| Project/Area Number |
12640009
|
|---|
| Research Category |
Grant-in-Aid for Scientific Research (C)
|
| Allocation Type | Single-year Grants |
|---|
| Section | 一般 |
|---|
| Research Field |
Algebra
|
|---|
| Research Institution | Saitama University |
|---|
Principal Investigator |
SATOH Takakazu Saitama Univ., Dept. of Mathematics, Assoc. Prof., 理学部, 助教授 (70215797)
|
|---|
| Co-Investigator(Kenkyū-buntansha) |
GON Yasuro Saitama Univ., Dept. of Mathematics, Assistant, 理学部, 助手 (30302508)
YANAI Hisae Saitama Univ., Dept. of Mathematics, Lecturer, 理学部, 講師 (10008865)
TAKEICHI Kisao Saitama Univ., Dept. of Mathematics, Professor, 理学部, 教授 (00011560)
|
|---|
| Project Period (FY) |
2000 – 2002
|
| Project Status |
Completed (Fiscal Year 2002)
|
| Budget Amount *help |
¥3,800,000 (Direct Cost: ¥3,800,000)
Fiscal Year 2002: ¥1,000,000 (Direct Cost: ¥1,000,000)

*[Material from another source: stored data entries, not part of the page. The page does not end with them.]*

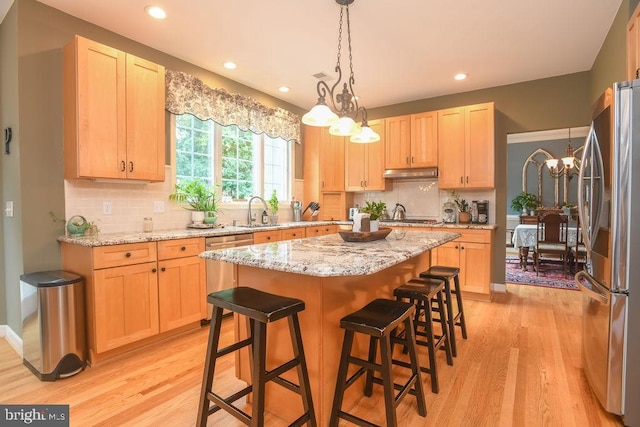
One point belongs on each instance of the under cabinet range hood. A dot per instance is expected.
(417, 173)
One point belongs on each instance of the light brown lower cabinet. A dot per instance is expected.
(181, 283)
(472, 254)
(137, 291)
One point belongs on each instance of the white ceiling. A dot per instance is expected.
(403, 50)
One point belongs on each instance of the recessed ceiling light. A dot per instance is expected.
(155, 12)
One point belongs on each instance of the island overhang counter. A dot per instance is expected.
(333, 278)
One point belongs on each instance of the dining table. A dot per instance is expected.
(525, 237)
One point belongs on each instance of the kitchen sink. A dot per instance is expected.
(258, 225)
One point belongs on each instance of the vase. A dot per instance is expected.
(210, 218)
(197, 217)
(464, 217)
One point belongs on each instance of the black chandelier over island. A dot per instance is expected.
(344, 103)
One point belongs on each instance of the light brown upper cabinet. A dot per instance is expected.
(411, 141)
(331, 161)
(364, 163)
(633, 44)
(466, 148)
(114, 125)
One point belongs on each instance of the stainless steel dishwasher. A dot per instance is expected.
(220, 273)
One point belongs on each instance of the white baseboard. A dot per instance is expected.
(12, 338)
(499, 287)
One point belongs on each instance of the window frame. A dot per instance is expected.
(217, 169)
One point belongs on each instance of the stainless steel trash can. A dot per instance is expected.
(53, 324)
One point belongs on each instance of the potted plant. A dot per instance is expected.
(197, 196)
(375, 211)
(524, 202)
(273, 207)
(568, 208)
(464, 216)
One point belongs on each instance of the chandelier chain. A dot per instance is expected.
(339, 38)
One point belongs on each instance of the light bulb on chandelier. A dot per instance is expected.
(346, 102)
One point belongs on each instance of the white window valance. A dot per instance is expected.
(187, 94)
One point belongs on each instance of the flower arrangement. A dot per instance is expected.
(462, 204)
(273, 203)
(374, 209)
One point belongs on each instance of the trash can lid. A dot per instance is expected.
(50, 278)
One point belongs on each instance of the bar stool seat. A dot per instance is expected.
(449, 274)
(427, 295)
(378, 320)
(260, 308)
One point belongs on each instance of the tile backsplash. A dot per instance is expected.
(423, 199)
(131, 203)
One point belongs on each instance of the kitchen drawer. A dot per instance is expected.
(321, 230)
(469, 235)
(180, 248)
(266, 236)
(121, 255)
(293, 233)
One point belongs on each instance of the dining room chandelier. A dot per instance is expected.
(564, 166)
(342, 122)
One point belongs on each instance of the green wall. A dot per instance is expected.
(31, 39)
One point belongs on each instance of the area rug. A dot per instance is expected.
(550, 279)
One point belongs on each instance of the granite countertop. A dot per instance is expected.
(108, 239)
(123, 238)
(326, 256)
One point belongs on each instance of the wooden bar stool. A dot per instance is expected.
(260, 308)
(427, 295)
(448, 274)
(378, 319)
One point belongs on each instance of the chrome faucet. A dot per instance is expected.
(250, 218)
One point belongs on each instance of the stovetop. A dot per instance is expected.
(414, 221)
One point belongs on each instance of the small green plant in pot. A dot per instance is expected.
(273, 207)
(464, 216)
(524, 202)
(375, 211)
(197, 196)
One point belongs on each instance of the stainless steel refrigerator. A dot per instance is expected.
(609, 211)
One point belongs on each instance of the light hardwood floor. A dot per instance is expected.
(521, 366)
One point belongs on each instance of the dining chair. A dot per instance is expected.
(579, 250)
(552, 240)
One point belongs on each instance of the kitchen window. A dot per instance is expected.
(241, 163)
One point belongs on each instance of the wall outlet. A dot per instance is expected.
(158, 207)
(8, 210)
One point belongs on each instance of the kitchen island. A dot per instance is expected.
(333, 278)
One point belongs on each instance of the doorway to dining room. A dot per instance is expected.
(527, 172)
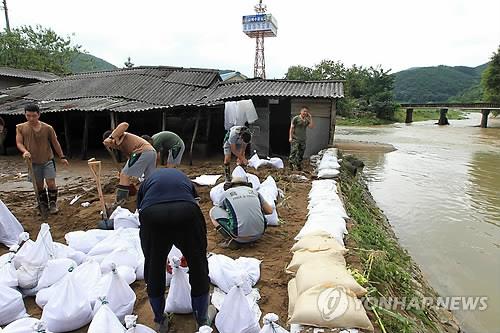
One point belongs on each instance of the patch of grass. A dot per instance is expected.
(386, 265)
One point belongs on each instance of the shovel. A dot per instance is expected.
(43, 212)
(95, 169)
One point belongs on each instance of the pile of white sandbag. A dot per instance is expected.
(256, 162)
(328, 166)
(323, 293)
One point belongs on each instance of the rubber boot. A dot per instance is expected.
(160, 319)
(203, 312)
(43, 202)
(53, 201)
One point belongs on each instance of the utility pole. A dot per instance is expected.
(7, 25)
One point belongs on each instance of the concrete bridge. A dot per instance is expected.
(485, 108)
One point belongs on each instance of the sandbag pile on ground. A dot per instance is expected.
(10, 228)
(256, 162)
(328, 167)
(318, 264)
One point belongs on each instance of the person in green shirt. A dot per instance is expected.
(169, 146)
(297, 137)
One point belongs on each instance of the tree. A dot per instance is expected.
(128, 63)
(36, 48)
(491, 79)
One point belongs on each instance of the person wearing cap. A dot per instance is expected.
(240, 216)
(141, 158)
(235, 143)
(170, 215)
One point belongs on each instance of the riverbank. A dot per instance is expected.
(399, 117)
(385, 268)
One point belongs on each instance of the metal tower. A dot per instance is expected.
(259, 26)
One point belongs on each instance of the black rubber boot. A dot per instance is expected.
(53, 201)
(43, 202)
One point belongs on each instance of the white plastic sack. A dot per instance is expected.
(121, 298)
(105, 321)
(216, 194)
(11, 305)
(179, 293)
(10, 228)
(236, 315)
(26, 325)
(8, 274)
(225, 272)
(54, 271)
(69, 309)
(123, 218)
(270, 325)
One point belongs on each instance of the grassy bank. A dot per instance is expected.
(384, 267)
(399, 117)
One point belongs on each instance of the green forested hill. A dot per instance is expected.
(88, 63)
(438, 84)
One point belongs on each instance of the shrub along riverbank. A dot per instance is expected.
(366, 119)
(383, 267)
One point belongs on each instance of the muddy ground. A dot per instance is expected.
(273, 249)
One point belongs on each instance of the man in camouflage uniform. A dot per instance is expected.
(297, 137)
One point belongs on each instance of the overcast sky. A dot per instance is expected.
(397, 34)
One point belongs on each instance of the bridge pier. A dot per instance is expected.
(409, 116)
(442, 117)
(484, 118)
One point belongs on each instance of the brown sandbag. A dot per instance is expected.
(330, 307)
(326, 271)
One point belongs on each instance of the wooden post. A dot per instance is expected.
(194, 137)
(333, 120)
(484, 118)
(409, 116)
(85, 140)
(163, 120)
(66, 135)
(442, 117)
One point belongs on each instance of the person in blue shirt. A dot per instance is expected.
(170, 215)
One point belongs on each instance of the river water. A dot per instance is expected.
(441, 193)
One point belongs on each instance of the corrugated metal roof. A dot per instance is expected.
(27, 74)
(276, 88)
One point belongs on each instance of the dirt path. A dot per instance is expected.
(272, 249)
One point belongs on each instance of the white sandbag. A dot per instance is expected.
(216, 194)
(313, 308)
(133, 327)
(10, 228)
(272, 219)
(326, 271)
(84, 241)
(270, 325)
(54, 271)
(11, 305)
(105, 321)
(124, 218)
(313, 243)
(235, 314)
(122, 256)
(302, 256)
(179, 293)
(121, 298)
(225, 272)
(26, 325)
(254, 180)
(218, 297)
(334, 228)
(69, 309)
(328, 173)
(8, 274)
(64, 251)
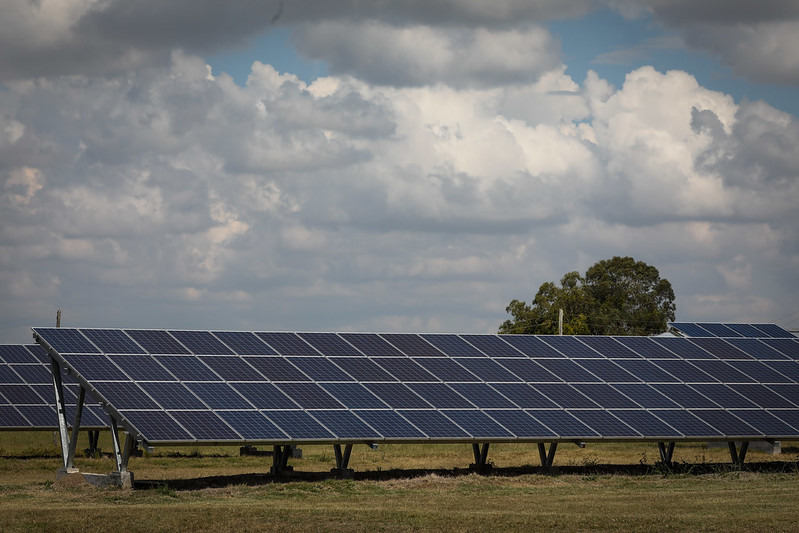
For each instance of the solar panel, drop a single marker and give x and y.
(411, 344)
(201, 343)
(329, 344)
(452, 345)
(691, 329)
(280, 387)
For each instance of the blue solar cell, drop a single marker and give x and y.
(126, 395)
(412, 344)
(201, 342)
(771, 423)
(531, 346)
(486, 369)
(276, 369)
(477, 424)
(686, 423)
(252, 425)
(756, 349)
(187, 368)
(685, 371)
(156, 426)
(605, 395)
(157, 342)
(309, 396)
(39, 415)
(722, 371)
(567, 370)
(609, 347)
(645, 423)
(563, 424)
(205, 425)
(21, 394)
(788, 369)
(604, 423)
(371, 344)
(482, 395)
(723, 395)
(345, 425)
(745, 330)
(15, 353)
(95, 367)
(683, 347)
(32, 374)
(774, 330)
(354, 396)
(329, 344)
(244, 343)
(788, 391)
(7, 375)
(719, 330)
(720, 348)
(452, 345)
(434, 424)
(788, 347)
(440, 395)
(445, 369)
(232, 368)
(299, 425)
(287, 343)
(564, 395)
(404, 369)
(685, 396)
(690, 329)
(524, 395)
(645, 347)
(727, 423)
(112, 341)
(219, 396)
(571, 346)
(492, 345)
(66, 340)
(762, 396)
(397, 395)
(528, 370)
(142, 368)
(362, 369)
(758, 371)
(389, 424)
(520, 423)
(319, 369)
(264, 395)
(608, 371)
(172, 395)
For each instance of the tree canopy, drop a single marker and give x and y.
(619, 296)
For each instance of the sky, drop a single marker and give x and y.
(382, 165)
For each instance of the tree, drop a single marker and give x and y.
(619, 296)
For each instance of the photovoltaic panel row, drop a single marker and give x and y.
(432, 396)
(708, 329)
(26, 392)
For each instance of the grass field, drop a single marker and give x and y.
(401, 488)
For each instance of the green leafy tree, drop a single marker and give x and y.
(619, 296)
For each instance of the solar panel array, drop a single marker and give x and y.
(26, 392)
(711, 329)
(280, 388)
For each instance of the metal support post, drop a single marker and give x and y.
(738, 456)
(58, 387)
(480, 455)
(547, 458)
(666, 453)
(73, 441)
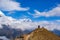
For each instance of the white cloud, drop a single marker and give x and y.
(54, 12)
(28, 24)
(3, 38)
(10, 5)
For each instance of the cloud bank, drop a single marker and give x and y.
(26, 23)
(54, 12)
(10, 5)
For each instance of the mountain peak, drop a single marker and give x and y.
(41, 34)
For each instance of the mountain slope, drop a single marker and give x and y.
(42, 34)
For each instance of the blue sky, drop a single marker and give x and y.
(39, 5)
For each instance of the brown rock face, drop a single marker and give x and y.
(41, 34)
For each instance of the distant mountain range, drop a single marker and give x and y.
(11, 27)
(40, 34)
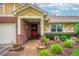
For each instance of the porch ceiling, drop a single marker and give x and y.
(33, 20)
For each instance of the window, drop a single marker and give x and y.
(56, 27)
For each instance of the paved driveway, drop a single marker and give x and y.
(29, 50)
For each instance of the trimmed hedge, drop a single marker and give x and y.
(63, 37)
(68, 43)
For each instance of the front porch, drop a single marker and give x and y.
(30, 23)
(30, 49)
(29, 28)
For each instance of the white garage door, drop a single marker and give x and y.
(7, 33)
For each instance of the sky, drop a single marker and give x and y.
(60, 9)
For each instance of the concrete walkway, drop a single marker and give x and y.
(29, 50)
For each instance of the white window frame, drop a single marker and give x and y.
(57, 27)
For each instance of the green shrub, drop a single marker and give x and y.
(75, 52)
(44, 53)
(76, 28)
(56, 48)
(68, 43)
(63, 37)
(45, 40)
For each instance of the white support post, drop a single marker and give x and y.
(19, 26)
(3, 8)
(42, 26)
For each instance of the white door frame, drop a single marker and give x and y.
(41, 23)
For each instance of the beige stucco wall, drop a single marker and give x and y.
(67, 27)
(29, 12)
(1, 10)
(8, 8)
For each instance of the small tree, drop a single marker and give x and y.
(76, 29)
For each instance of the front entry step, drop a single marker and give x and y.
(4, 49)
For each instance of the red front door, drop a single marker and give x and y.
(34, 30)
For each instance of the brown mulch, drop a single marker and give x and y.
(68, 51)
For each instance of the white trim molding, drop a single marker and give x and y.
(3, 8)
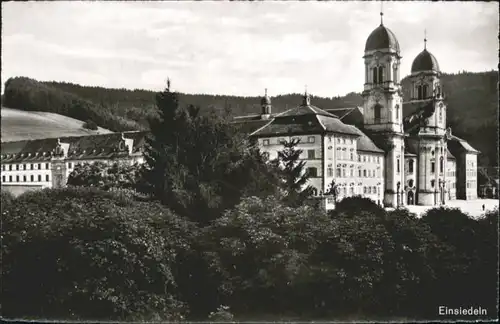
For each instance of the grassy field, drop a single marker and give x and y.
(20, 125)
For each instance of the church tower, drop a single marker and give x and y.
(429, 140)
(265, 104)
(382, 105)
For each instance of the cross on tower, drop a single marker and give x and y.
(381, 13)
(425, 38)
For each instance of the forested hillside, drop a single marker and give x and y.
(472, 100)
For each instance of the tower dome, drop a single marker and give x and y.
(425, 61)
(382, 38)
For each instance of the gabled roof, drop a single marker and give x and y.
(305, 118)
(305, 109)
(463, 145)
(351, 115)
(102, 146)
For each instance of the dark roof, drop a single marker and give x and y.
(250, 126)
(351, 115)
(416, 112)
(382, 38)
(425, 61)
(290, 125)
(305, 110)
(463, 144)
(305, 118)
(449, 155)
(102, 146)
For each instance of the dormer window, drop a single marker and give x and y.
(377, 112)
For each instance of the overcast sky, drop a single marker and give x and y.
(236, 48)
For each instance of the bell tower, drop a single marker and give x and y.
(382, 105)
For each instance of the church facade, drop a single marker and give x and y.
(392, 151)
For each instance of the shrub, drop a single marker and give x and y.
(89, 124)
(85, 253)
(221, 315)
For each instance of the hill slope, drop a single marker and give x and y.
(21, 125)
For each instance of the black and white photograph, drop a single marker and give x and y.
(249, 161)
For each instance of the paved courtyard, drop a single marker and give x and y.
(472, 207)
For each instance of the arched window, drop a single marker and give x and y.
(377, 112)
(424, 91)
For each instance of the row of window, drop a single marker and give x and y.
(25, 178)
(28, 166)
(344, 173)
(471, 173)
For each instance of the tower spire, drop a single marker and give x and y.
(425, 39)
(381, 13)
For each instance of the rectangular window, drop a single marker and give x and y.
(313, 172)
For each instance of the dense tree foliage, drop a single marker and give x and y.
(293, 174)
(104, 176)
(84, 253)
(89, 124)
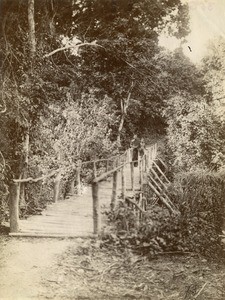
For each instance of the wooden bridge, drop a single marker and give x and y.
(80, 215)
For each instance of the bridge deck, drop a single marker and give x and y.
(73, 217)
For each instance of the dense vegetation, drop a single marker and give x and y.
(80, 77)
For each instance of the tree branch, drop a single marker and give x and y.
(70, 47)
(30, 179)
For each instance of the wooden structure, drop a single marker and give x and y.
(111, 177)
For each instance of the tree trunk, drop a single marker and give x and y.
(32, 40)
(124, 107)
(14, 207)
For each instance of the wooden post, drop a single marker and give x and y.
(72, 192)
(96, 208)
(14, 207)
(123, 183)
(114, 190)
(132, 175)
(94, 169)
(141, 173)
(56, 187)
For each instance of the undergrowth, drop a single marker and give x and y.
(200, 199)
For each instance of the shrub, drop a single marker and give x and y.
(200, 198)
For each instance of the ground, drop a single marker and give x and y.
(37, 268)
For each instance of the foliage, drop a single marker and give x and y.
(195, 134)
(201, 202)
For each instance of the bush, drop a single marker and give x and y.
(200, 198)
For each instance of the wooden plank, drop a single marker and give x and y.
(33, 234)
(114, 190)
(161, 172)
(14, 207)
(96, 208)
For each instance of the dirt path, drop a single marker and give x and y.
(23, 263)
(81, 269)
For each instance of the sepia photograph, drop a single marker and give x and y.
(112, 149)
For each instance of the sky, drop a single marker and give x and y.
(207, 21)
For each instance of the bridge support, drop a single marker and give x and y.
(96, 208)
(114, 190)
(14, 207)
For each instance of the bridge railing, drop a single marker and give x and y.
(113, 165)
(144, 163)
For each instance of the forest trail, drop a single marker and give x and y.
(23, 262)
(73, 217)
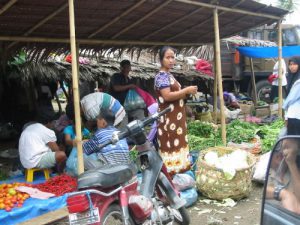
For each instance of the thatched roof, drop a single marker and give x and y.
(102, 70)
(242, 41)
(43, 26)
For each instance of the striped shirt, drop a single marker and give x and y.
(112, 154)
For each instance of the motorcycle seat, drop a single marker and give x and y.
(107, 176)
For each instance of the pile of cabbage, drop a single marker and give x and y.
(228, 163)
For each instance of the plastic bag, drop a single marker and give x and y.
(183, 181)
(72, 162)
(148, 99)
(133, 101)
(190, 196)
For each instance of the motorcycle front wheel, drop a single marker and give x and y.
(114, 216)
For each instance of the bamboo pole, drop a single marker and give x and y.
(97, 41)
(215, 92)
(75, 87)
(253, 82)
(219, 74)
(222, 8)
(279, 69)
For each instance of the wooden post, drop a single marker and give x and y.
(279, 70)
(215, 113)
(219, 75)
(254, 92)
(75, 87)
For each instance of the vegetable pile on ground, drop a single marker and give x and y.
(10, 197)
(269, 134)
(58, 185)
(202, 135)
(238, 131)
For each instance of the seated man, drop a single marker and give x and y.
(37, 144)
(111, 154)
(285, 183)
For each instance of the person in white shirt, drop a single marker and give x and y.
(273, 78)
(291, 104)
(37, 144)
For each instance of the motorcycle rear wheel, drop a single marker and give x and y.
(114, 216)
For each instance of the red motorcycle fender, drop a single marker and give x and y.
(103, 205)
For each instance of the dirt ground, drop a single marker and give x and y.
(245, 212)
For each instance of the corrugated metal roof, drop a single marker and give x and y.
(119, 24)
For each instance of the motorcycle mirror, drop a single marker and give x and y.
(281, 197)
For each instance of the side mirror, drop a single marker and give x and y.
(281, 198)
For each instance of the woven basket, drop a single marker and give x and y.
(212, 183)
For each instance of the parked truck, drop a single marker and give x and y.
(236, 68)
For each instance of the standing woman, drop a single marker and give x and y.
(172, 135)
(292, 103)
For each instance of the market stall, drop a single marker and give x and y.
(112, 25)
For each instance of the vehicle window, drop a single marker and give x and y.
(289, 37)
(255, 35)
(273, 35)
(283, 185)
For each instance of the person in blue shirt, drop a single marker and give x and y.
(111, 154)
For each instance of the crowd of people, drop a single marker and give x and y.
(103, 113)
(43, 146)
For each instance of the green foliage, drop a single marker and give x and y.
(3, 175)
(133, 153)
(269, 134)
(202, 129)
(203, 135)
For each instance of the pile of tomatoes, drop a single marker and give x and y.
(10, 197)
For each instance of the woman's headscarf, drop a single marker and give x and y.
(293, 77)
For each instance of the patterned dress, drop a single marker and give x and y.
(172, 135)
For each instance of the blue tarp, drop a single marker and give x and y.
(269, 52)
(32, 207)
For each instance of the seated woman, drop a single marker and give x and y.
(285, 184)
(37, 144)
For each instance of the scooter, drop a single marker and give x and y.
(110, 195)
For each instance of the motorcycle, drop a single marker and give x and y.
(110, 195)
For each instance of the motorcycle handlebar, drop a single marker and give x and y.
(126, 133)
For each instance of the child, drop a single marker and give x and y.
(111, 154)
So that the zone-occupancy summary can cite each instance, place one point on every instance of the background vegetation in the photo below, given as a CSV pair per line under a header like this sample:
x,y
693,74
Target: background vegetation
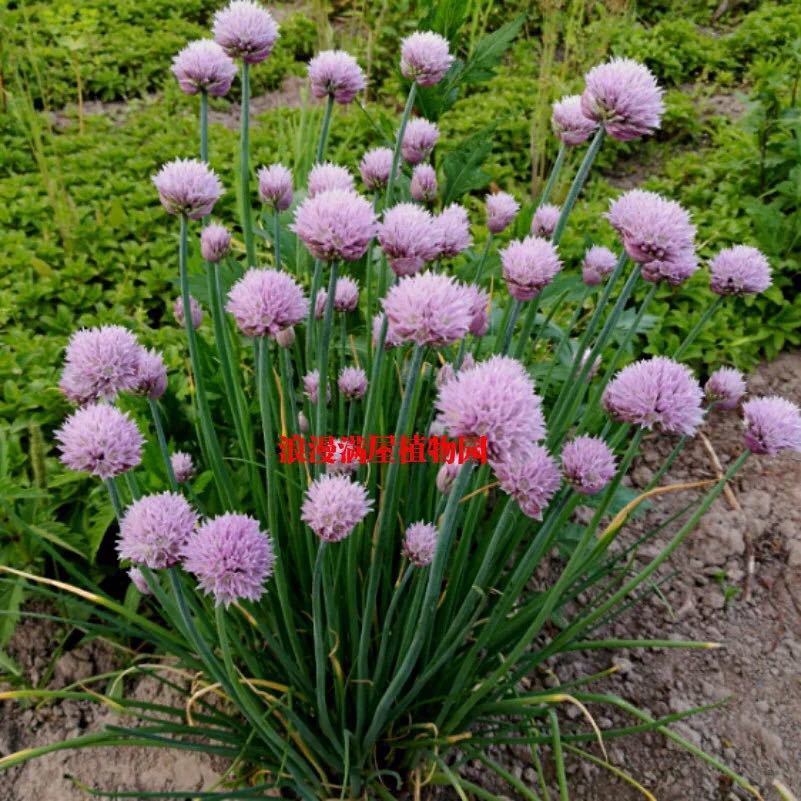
x,y
86,88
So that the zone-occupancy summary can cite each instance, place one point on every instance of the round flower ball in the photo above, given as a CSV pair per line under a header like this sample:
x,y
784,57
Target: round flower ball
x,y
231,558
215,242
375,167
624,97
772,425
195,310
407,237
335,225
545,219
419,140
531,477
429,309
588,464
725,387
494,399
420,543
529,265
325,176
423,186
425,58
182,466
741,270
656,393
100,363
265,302
245,30
203,66
452,231
569,123
101,440
352,383
598,263
334,505
188,187
336,74
155,529
501,209
275,186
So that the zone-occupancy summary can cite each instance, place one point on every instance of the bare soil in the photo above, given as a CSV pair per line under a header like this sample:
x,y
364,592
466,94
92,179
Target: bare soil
x,y
757,733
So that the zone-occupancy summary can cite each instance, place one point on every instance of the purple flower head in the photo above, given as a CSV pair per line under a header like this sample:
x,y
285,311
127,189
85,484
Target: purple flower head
x,y
188,187
569,122
494,399
623,96
588,464
656,393
264,302
407,237
327,176
100,363
425,58
598,263
452,231
531,477
334,506
428,309
194,307
215,242
138,580
101,440
182,466
231,558
391,340
420,543
423,186
446,475
335,225
419,139
772,425
275,186
155,529
337,74
545,219
352,383
375,167
656,233
725,387
529,265
311,387
151,374
479,309
346,297
741,270
203,66
245,30
501,210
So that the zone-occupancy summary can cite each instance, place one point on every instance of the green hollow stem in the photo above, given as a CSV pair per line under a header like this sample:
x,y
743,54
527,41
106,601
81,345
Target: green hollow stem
x,y
554,176
162,440
322,353
204,126
698,327
325,128
407,111
384,708
578,183
244,167
209,435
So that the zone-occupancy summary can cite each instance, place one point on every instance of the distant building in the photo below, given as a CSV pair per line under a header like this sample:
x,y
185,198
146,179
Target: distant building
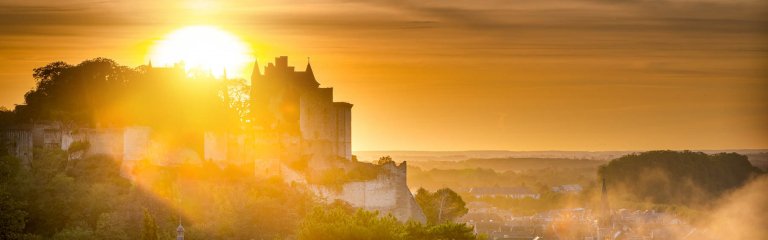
x,y
507,192
571,188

Fiscal Year 2001: ¥1,000,000 (Direct Cost: ¥1,000,000)
Fiscal Year 2000: ¥1,800,000 (Direct Cost: ¥1,800,000)
|
|---|
| Keywords | the Frobenius substitutions / finite fields / elliptic curves / order counting / 非アルキメデス的局所体 / フロベニウス写像 / 有理点 / 局所体 / 標準持ち上げ / 楕円曲線暗号 / アルゴリズム |
|---|
| Research Abstract |
We establish and develop a p-adic point counting algorithm for elliptic curves over finite fields of small characteristics. Let p be a fixed small prime and put q to be the N-th power of p. For a given ordinal elliptic curve E defined over the finite field k of q elements, we construct a fast algorithm to compute the number of k-rational points of E. When a small prime p is fixed and N tends to infinity, our algorithm is faster than the so-called SEA algorithm.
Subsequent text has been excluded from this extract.